Plotting strategies for neutralizing storms with his right-hand man, DPW Director of Operations Ricky Willette, Koty speaks of snowfall like a military commander preparing for battle. “We try not to drop a blade until there’s two inches on the ground,” he says. “Until then we fight it with salt.”

When more than six inches fall, they begin tandem plowing, where one snowplow follows closely behind another one — the only way to move so much snow as close to the curb as possible. Of course, that’s when things start getting messy for Somervillians with driveways, who often find themselves plowed in. Koty is apologetic but firm: If the snow isn’t pushed to the curb, the streets will become progressively narrower.

The policy, while frustrating for residents, is a necessity for getting the most densely populated municipality in New England out from under the snow — and it works.
“We have a better reputation than any of our neighbors for snow removal,” says Champion. “You can tell when you hit the city limits.” Champion’s distinct voice on the snow emergency robo-calls has gained him a measure of local notoriety: a Facebook fan page and a web site that hosts a remixed version of one of his calls.

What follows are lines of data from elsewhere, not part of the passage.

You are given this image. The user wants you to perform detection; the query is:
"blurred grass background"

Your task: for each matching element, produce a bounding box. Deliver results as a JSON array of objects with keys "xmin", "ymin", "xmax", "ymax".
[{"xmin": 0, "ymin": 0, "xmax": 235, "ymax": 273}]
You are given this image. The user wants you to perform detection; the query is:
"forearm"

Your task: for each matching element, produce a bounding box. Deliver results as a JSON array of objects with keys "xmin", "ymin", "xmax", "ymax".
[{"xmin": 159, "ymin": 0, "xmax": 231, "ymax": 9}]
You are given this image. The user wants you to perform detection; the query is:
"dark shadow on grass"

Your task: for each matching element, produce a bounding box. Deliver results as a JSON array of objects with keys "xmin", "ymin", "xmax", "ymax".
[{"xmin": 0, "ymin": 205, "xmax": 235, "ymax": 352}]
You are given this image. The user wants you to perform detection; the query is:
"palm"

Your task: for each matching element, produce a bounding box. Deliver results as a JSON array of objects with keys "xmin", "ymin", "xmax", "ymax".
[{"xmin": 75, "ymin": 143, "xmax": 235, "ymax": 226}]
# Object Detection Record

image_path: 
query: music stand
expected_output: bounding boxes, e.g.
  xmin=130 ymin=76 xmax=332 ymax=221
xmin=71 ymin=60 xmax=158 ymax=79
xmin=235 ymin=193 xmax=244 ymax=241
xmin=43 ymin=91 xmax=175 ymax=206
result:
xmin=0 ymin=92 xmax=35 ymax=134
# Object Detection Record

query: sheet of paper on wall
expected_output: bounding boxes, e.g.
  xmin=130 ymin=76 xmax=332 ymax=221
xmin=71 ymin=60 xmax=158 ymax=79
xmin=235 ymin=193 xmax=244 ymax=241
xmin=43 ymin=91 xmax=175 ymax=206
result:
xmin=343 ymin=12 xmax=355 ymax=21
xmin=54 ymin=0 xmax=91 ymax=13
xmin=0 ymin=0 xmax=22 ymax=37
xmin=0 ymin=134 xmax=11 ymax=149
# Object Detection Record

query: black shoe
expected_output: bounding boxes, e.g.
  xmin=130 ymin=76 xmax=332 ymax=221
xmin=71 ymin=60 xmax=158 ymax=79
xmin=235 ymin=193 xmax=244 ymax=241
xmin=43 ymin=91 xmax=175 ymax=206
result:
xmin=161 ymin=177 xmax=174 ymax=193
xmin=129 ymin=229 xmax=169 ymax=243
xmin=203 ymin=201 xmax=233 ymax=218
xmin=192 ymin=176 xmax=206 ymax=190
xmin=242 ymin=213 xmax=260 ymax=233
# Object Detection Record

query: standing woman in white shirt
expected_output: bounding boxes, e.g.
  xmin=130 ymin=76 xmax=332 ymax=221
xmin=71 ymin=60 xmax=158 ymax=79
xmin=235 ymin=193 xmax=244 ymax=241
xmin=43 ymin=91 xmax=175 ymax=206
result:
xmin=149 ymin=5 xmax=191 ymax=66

As Champion asserts, Somerville’s snow removal muscles are particularly strong when compared to neighboring cities. Somerville’s budget for snow removal is $500,000, compared to $322,000 in Cambridge and $400,000 in Arlington. Last year, Somerville spent more than $700,000 on salt alone due to repeated and particularly brutal bouts of snow – 64 inches worth. (Snow removal is the only area of a city’s budget that is permitted to go into deficit.) In terms of equipment, Somerville clears its 4.1 square miles of land with those 42 pieces of snow-fighting machinery; Cambridge has 60 pieces for use on 6.26 square miles; Arlington works with 36 trucks on 5.2 square miles of much less densely populated land. (Contractors are also used on an as-needed basis.)

Once the streets have been taken care of, two crews of about four people each shovel out the city’s 33 buildings, with help at the public schools from the janitors. As the snow piles up and starts to cause problems for pedestrians in the squares, the city starts removing it by piling it into trucks and shipping it over to vacant land in Winter Hill, where it will melt naturally without blocking the way of Somerville’s many commuters.

Back-to-back storms can keep Koty and Willette – both native Somervillians – literally snowed under for days. Still, they often take the time to help out individuals when the snow creates an extreme dilemma – like a medical one: plowing out a driveway so someone can get to a dialysis appointment, that sort of thing. However, both have grown skeptical of the “I’m due to go into labor” excuse. “I tell them, ‘You’re about the hundredth one,’” says Willette with a chuckle.

When it’s all over, though, Koty, Champion and Willette have the same woes as the rest of us. Like many residents, they bring their work home. That’s because after the long, chilly hours of working a storm, there’s still one thing left to do. They return home to driveways plowed in by snow. And they have to shovel.